ArtSeen
Project for a New Neoist Academy

Chelsea Rabbit, New York
Ongoing performance
“Excuse me,” asked a young graduate student, “what is it you’re protesting exactly?” The person in the pink bunny suit gave no reply and continued pacing in front of an esteemed blue-chip Chelsea gallery, stopping on occasion only to adjust its sandwich board, which read ARE YOU KIDDING ME? Playing it deaf and dumb is Chelsea Rabbit’s M.O. and such encounters are the exception not the rule, as most Chelsea-goers tend to ignore the bunny while self-consciously sidling into their gallery of choice.
A number of paradoxes, coupled with the closed-off anonymity of the rabbit, act to draw the wary viewer in. The cartoonish bunny suit is a bit weather-beaten; but the sandwich boards are professionally printed. In the two years (at least) since the rabbit has been stalking the galleries, it hasn’t followed any regular schedule of appearance. The quips printed on the placards range from ironic truisms directed at gallery culture (Gallerists Aren’t Looking for a New Idea But Are Eager To Find Someone With a Lot of Something) to obfuscatory questions (I or Me You Choose?). Is this an offended party from within the Chelsea gallery circuit, an artist/activist with an ax to grind? Or are the gallerists themselves secretly executing an elaborate publicity stunt? The rabbit offers no fliers or petitions and makes no effort to stop anyone from going into the galleries—the performer’s anonymity seems to guard nothing.
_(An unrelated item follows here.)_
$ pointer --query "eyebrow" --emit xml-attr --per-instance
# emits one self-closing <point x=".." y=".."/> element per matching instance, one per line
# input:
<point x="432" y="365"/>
It isn’t until one stumbles upon an elusive blog (http://chelsearabbit.blogspot.com) that any politics or authorship can be ascribed to Chelsea Rabbit. Currently the blog features two posts; one published recently and the other a thread (presumably from different blogs) stretching back to November 2005 with new entries every few months. Each post takes its title from one of the phrases on Chelsea Rabbit’s posters, and the ensuing texts are manifesto-like rants against the cultural establishment. Chelsea, it seems, is just a ‘red herring’ and the ‘pink bunnies’ assure us they have other operatives working other scenes. The pink bunnies rail against Post-Modernists as exploiting humanist ideology, the ‘Art-World’ as a paternalistic hierarchy, and institutional critique as a mere spectacle of refusal. I recognized some lines pulled directly from Henry Flynt, giving me to wonder if the bulk of the text wasn’t also plagiarized.
The bunny costume provides a tangible layer of anonymity while the blog’s authorship redoubles the confusion through a haze of textual anonymity. The last post reveals a group name for the pink bunnies: The Project for a New Neoist Academy. Luther Blissett, Monty Cantsin, and Karen Eliot are among the contributors to the blog; it may be safe to assume that the other names appearing under the postings belong to no actual person. These open source names, which were invented by Neoism (1979-86), can be embodied or used by anyone, thus critiquing notions of artistic ‘responsibility’ and unsettling Western identity-dependent ideals. The bunnies have also tried to deliberately misidentify themselves by carrying hints that lead to the New York art communities shadowy underbelly, hence, Membranofismo (which appears sometimes on the placards) the unsung art movement of a jilted assistant to Julian Schnabel.
By posing behind the trappings of the Post-Modern pathetic aesthetic (boring durational performance, innocuous one-liners, ironic pseudo-spectacle) The Project for a New Neoist Academy is hiding in plain sight. Therefore they are avoiding the mistake, perhaps, of the Guerilla Girls, who wanted to “change” the hegemonic patriarchal art-market instead of avoiding it all together.
In this sense Chelsea Rabbit acts as a sort of beacon to wayward travelers–if they can find the blog, and if the elements of a ‘misguided’ or ‘misunderstood’ protest engage them enough to put them on that path—they may feel more empowered by the collective’s message as opposed to feeling victimized by unsolicited preaching. The blog, however, offers no method to interface with the group or join their ranks, and its blustery tone may be inappropriately calibrated to discourage anyone who reads it from visiting Chelsea and the recruiting pool they’ve discursively labeled a “sliver of pomp.”